Database Testing revisited

Posted by Pramod Sadalage on Thursday, November 9, 2006

Some time ago I wrote about what it means to do database testing.. more I think about this and having had some strange situations recently I want to add more to the list of things we should be testing.

Persistence Layer. We should persist the objects to the database using the applications persistence layer and retrieve the objects using the same mechanism and test that we get the same object back. If we have a lot of business logic in out persistence layer we may also want to retrieve the object using Direct SQL and test that the correct values got persisted.
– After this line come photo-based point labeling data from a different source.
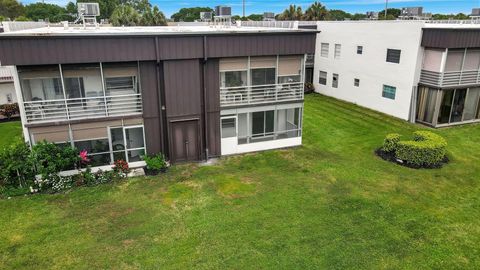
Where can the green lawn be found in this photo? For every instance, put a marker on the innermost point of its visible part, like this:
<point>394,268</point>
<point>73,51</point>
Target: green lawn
<point>10,132</point>
<point>330,204</point>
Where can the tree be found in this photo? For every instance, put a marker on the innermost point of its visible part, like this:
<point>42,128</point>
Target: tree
<point>10,9</point>
<point>125,15</point>
<point>153,17</point>
<point>189,14</point>
<point>292,13</point>
<point>316,12</point>
<point>339,15</point>
<point>42,11</point>
<point>255,17</point>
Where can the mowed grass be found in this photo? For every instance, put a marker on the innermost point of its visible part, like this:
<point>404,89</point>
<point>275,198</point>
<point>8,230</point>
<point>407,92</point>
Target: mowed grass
<point>10,132</point>
<point>330,204</point>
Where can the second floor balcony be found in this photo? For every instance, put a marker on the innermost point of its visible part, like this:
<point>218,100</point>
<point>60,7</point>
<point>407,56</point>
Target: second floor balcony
<point>246,95</point>
<point>83,91</point>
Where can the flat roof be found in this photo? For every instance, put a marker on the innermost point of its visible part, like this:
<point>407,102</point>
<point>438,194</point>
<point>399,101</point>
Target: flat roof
<point>148,30</point>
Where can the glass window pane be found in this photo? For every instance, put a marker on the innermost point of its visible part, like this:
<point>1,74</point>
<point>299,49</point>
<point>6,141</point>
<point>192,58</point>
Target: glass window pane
<point>93,146</point>
<point>269,121</point>
<point>119,156</point>
<point>445,107</point>
<point>228,128</point>
<point>135,155</point>
<point>258,121</point>
<point>458,105</point>
<point>472,103</point>
<point>40,83</point>
<point>134,137</point>
<point>118,142</point>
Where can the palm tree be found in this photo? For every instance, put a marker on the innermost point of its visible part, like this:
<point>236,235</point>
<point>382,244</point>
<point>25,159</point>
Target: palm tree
<point>316,12</point>
<point>292,13</point>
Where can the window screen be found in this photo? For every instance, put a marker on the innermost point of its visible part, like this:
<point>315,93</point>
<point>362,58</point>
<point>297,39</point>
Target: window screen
<point>389,91</point>
<point>393,56</point>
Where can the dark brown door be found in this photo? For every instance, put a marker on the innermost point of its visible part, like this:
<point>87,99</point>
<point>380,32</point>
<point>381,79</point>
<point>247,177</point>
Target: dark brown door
<point>185,141</point>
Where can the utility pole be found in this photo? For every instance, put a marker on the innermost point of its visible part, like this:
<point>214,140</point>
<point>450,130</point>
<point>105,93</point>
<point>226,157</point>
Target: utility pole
<point>244,8</point>
<point>386,7</point>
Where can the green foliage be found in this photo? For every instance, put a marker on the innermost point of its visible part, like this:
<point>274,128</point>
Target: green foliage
<point>189,14</point>
<point>292,13</point>
<point>16,166</point>
<point>8,110</point>
<point>316,12</point>
<point>10,9</point>
<point>153,17</point>
<point>391,141</point>
<point>125,15</point>
<point>156,162</point>
<point>426,148</point>
<point>51,159</point>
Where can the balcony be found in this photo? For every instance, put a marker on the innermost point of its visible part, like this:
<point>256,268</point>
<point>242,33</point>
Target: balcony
<point>82,108</point>
<point>5,75</point>
<point>451,78</point>
<point>249,95</point>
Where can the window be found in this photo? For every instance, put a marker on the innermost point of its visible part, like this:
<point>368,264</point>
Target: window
<point>127,143</point>
<point>335,80</point>
<point>393,56</point>
<point>229,128</point>
<point>233,78</point>
<point>98,151</point>
<point>389,91</point>
<point>324,50</point>
<point>338,49</point>
<point>356,82</point>
<point>263,76</point>
<point>359,49</point>
<point>322,78</point>
<point>262,124</point>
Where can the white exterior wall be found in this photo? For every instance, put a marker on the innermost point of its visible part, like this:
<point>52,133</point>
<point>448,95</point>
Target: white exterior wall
<point>7,89</point>
<point>371,66</point>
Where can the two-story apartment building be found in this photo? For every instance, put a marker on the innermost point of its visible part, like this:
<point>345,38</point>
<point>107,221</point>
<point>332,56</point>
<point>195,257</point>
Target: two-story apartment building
<point>414,70</point>
<point>188,92</point>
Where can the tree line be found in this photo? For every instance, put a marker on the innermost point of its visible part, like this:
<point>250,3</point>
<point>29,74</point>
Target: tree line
<point>141,12</point>
<point>118,12</point>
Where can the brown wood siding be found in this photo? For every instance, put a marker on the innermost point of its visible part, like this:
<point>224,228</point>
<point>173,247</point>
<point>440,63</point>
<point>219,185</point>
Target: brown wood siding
<point>451,38</point>
<point>40,50</point>
<point>151,107</point>
<point>212,87</point>
<point>182,88</point>
<point>255,45</point>
<point>54,50</point>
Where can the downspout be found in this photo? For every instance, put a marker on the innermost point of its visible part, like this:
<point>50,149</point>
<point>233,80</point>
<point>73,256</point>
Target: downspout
<point>159,90</point>
<point>205,121</point>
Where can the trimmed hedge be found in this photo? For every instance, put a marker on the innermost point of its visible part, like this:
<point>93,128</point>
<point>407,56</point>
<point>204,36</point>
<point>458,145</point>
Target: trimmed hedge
<point>426,148</point>
<point>391,141</point>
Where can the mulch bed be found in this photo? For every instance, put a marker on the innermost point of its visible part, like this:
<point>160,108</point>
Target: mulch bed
<point>390,156</point>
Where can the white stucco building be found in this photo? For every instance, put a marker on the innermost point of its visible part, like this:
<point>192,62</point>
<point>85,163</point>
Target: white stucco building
<point>370,63</point>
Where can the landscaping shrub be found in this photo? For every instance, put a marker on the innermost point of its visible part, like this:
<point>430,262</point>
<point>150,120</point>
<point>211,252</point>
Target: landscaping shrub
<point>426,149</point>
<point>16,166</point>
<point>155,164</point>
<point>391,141</point>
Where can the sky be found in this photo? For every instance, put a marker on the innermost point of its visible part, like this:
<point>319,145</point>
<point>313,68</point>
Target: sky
<point>277,6</point>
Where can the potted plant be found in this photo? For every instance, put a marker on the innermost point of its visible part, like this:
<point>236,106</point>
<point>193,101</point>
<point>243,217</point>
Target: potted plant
<point>155,164</point>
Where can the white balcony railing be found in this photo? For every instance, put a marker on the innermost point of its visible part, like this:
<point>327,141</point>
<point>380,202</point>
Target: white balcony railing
<point>82,108</point>
<point>5,75</point>
<point>246,95</point>
<point>451,78</point>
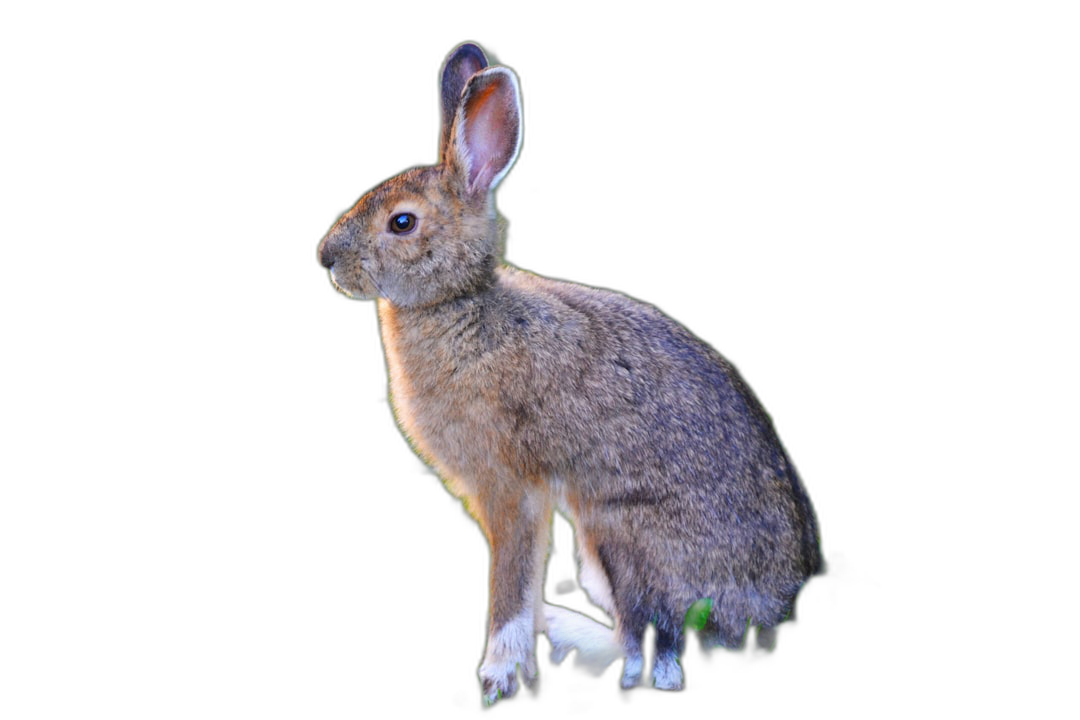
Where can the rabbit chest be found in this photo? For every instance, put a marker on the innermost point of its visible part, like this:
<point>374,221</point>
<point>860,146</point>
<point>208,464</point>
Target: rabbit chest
<point>446,386</point>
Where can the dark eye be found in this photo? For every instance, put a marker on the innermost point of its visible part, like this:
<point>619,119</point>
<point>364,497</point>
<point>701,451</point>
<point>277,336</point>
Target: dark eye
<point>403,222</point>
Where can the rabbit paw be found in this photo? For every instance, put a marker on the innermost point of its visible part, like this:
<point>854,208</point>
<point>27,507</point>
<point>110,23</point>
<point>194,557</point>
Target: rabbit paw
<point>500,680</point>
<point>666,673</point>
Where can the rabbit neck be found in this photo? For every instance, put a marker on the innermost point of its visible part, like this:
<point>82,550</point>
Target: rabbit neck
<point>433,342</point>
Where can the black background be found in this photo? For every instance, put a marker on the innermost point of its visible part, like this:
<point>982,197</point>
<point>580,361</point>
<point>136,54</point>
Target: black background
<point>288,548</point>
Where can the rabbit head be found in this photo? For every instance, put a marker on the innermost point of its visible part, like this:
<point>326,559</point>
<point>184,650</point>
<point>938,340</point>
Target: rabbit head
<point>432,233</point>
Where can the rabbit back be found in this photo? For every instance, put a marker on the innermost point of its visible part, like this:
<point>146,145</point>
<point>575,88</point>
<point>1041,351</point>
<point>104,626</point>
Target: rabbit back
<point>644,436</point>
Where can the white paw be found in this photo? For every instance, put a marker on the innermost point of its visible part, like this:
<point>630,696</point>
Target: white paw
<point>666,673</point>
<point>594,642</point>
<point>511,652</point>
<point>499,679</point>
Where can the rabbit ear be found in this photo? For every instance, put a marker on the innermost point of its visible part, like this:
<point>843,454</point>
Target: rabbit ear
<point>463,63</point>
<point>487,131</point>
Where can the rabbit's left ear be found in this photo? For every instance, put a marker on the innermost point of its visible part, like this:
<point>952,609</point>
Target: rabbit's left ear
<point>487,130</point>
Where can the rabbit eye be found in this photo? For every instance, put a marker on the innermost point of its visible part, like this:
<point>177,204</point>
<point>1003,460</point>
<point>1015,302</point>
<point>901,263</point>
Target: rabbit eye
<point>403,222</point>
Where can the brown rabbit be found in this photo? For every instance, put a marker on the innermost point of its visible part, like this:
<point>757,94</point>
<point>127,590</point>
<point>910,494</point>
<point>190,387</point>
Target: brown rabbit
<point>528,395</point>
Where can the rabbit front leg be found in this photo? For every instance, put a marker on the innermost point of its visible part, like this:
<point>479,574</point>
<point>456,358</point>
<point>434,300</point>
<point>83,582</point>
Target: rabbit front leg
<point>518,530</point>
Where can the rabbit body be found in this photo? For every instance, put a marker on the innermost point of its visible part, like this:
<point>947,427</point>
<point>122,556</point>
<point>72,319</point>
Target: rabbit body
<point>528,395</point>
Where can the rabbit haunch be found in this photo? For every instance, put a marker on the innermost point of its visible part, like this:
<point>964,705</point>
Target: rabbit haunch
<point>529,395</point>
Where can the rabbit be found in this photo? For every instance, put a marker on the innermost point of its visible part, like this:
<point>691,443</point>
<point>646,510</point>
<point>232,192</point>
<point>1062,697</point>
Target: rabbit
<point>529,395</point>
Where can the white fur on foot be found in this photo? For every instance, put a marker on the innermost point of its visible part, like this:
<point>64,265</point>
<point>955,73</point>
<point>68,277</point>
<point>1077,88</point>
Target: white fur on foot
<point>595,643</point>
<point>666,673</point>
<point>509,650</point>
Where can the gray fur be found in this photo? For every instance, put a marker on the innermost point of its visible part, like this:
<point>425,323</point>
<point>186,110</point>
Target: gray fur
<point>526,394</point>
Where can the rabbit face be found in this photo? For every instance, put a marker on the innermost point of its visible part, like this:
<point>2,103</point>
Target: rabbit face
<point>416,241</point>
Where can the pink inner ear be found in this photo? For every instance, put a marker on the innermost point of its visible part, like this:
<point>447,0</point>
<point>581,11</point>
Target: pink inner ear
<point>490,125</point>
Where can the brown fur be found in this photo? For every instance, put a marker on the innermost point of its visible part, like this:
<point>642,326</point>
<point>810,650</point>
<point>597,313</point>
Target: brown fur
<point>526,394</point>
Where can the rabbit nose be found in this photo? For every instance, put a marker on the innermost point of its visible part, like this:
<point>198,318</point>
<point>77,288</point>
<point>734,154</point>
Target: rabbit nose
<point>325,255</point>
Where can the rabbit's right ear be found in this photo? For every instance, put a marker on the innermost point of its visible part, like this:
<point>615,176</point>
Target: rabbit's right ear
<point>487,130</point>
<point>463,63</point>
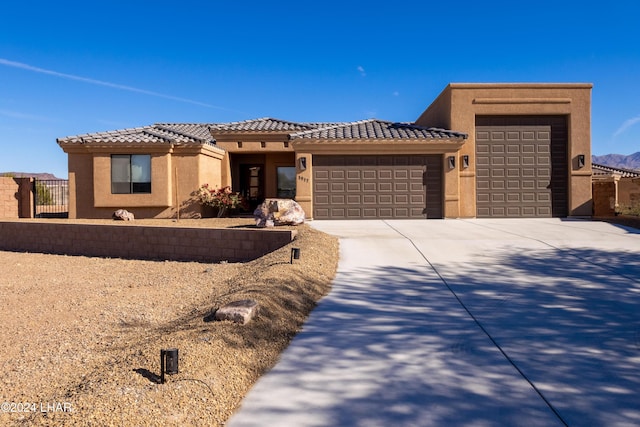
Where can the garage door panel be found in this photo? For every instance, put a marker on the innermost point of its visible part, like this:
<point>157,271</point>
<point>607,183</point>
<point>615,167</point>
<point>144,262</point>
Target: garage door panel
<point>535,179</point>
<point>369,174</point>
<point>402,187</point>
<point>390,186</point>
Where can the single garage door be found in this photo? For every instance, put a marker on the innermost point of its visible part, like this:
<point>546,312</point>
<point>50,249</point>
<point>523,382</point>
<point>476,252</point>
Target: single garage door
<point>371,187</point>
<point>521,166</point>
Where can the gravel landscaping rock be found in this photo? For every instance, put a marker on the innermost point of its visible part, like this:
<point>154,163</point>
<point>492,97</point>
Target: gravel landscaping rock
<point>82,336</point>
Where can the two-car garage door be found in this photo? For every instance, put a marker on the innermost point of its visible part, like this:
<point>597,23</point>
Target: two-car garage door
<point>377,186</point>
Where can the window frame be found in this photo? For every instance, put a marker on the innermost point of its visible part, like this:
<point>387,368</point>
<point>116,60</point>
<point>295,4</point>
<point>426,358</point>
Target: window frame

Database Structure. The application assumes a certain database structure and objects to be around for it to function properly and we want to make sure that all the database objects we depend on are there and are defined as we expect them to be, for example if we need a Auto Incrementing column on a table, then we should test that the database has such a column using the database metadata. In other situations you are expecting the Customer.Name column to be 128 characters wide and the database does not have the Customer.Name column at 128 characters, these kinds of errors can be found out using the database metadata.

Database Code Stored procedures need to be tested, using unit testing frameworks like utPlSql or whatever is equivalent to your situation

Database Objects Views are database objects that the application will usually depend on and the views have business logic in them. We need to test these views and you can use your application code to test them or you can use the database unit testing frame work. One I have found is easy to do is to test them using JUnit (or whatever that works for). Setup the correct data in your tables and use the view to retrieve the data and test of the view returns the correct rows for the data in the database. These kinds of test could get really complicated if you have no control over what data is present in the database. DBUnit can help here by providing re-loadable data.